I also got the Ultimate Matrix Collection on blu-ray for $30. That’s a friggin steal as it sells for $90. I don’t even have a blu-ray player yet. That is an investment in the future. Now let’s hope that blu-ray sticks around for a mighty long time. 😀

Week 1 Down

So this “first” week at Camp Classen (we’ve been here since May 19th, but this was the first official week with campers) has been pretty excellent. Some hiccups along the way happened, but that’s to be expected. I’m excited for the rest of the summer and all that it will hold. I’m also excited for the paychecks to start coming in. Getting paid is always a good thing. :]

I do enjoy filming the camp things. Who would’ve thought that Oklahoma is gorgeous? Turner Falls is beautiful and so is Davis. I mean, I’d never want to live here (I love northern weather, but southern people), but it’s an incredibly beautiful state.

There are also a ton on Native Americans here.
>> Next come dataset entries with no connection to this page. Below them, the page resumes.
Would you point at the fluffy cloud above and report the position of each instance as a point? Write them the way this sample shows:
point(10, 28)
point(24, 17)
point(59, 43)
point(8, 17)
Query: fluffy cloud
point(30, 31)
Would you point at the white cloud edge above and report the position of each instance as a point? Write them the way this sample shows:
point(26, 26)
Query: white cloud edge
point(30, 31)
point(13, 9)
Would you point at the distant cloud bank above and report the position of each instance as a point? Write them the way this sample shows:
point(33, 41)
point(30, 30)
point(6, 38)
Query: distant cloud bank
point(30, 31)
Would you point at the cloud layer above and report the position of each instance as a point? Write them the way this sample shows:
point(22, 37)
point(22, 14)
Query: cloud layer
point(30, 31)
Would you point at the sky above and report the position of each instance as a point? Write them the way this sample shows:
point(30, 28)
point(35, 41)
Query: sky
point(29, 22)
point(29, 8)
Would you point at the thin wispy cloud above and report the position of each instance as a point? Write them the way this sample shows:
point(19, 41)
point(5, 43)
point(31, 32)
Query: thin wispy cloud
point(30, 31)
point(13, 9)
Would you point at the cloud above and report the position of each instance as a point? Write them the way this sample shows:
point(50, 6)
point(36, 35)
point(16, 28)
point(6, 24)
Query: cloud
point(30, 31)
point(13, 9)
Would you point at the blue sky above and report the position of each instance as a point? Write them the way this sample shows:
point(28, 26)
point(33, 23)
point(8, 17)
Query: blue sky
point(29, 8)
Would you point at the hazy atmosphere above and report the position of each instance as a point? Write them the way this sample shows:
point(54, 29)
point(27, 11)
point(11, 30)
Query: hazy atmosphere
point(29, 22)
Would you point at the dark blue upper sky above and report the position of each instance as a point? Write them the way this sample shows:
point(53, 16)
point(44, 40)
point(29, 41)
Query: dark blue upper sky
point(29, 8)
I love learning about other cultures and their ways of life and whatnot. At some point I want to visit the Chickasaw Cultural Center and just spend the day there. There was a Chickasaw group here for the weekend and I got to learn some of the language and whatnot. “Ochimali” is blue. “Tokola Locna” is orange. “Locna” is yellow. That’s the extent of my Chickasaw knowledge.

Now, we’re off today, and I’m broke, so I’m going to go watch a movie in the Nature Center of the camp…

Come on down to the big Camp Classen…

You know what one of my biggest pet peeves is? I hate it when people try to tell me how to do my job. This isn’t said in an arrogant or prideful way; I mean it in the sense that: I was hired, so that must mean I’m at least semi-competent, right? Anyways, I’m working at a YMCA camp in Oklahoma this summer and the experience has been excellent. I’m the videographer for the camp, meaning I make and edit the videos for the parents. Each week I produce a 10-12 minute video recap of the week for the parents to view and take home (we put it on DVDs for em). Last year, their videographer owned his own film business, his own camera, and his own Macbook for editing. I’m working with a Desktop PC (Which I love, but let’s be honest, for video editing Macs are more friendly), the camp’s cameras, and I don’t own my own business.

You see, there’s this girl here, who loves to tell me how good last year’s videos were and how awesome the guy was. She also loves to ask me why I’m not that guy. Why I’m not always filming. Why I’m not constantly holding my camera up and getting shots of the students. She likes to tell me how the guy last year would shoot hours of footage and spend hours editing. She loves to tell me what, where, and when to shoot.

I just want to yell, “I KNOW HOW TO DO MY JOB!” at her. I’m sure she’s a nice girl, but the only conversations that we’ve had have been one-sided and consisted of her criticizing me the whole time.

I love calling people out on things like this, but lately I’ve been diving deeper than just, “You’re mean, so I’m telling you you’re mean.” Everyone has baggage and everyone has issues. So I stopped, and thought about what might be going on in this girl’s life. Why is she always doing this, and why does it seem like I’m not the only one she does it to? The issue seems bigger than just “I think you could do better.” For now, I avoid this woman like the plague. I don’t think I could be respectful to her, and she’s worth more than that in God’s eyes. Thanks Mom for that pearl of wisdom. :]

Have you ever met people that like to constantly tell you how to do your job? How do you deal with this?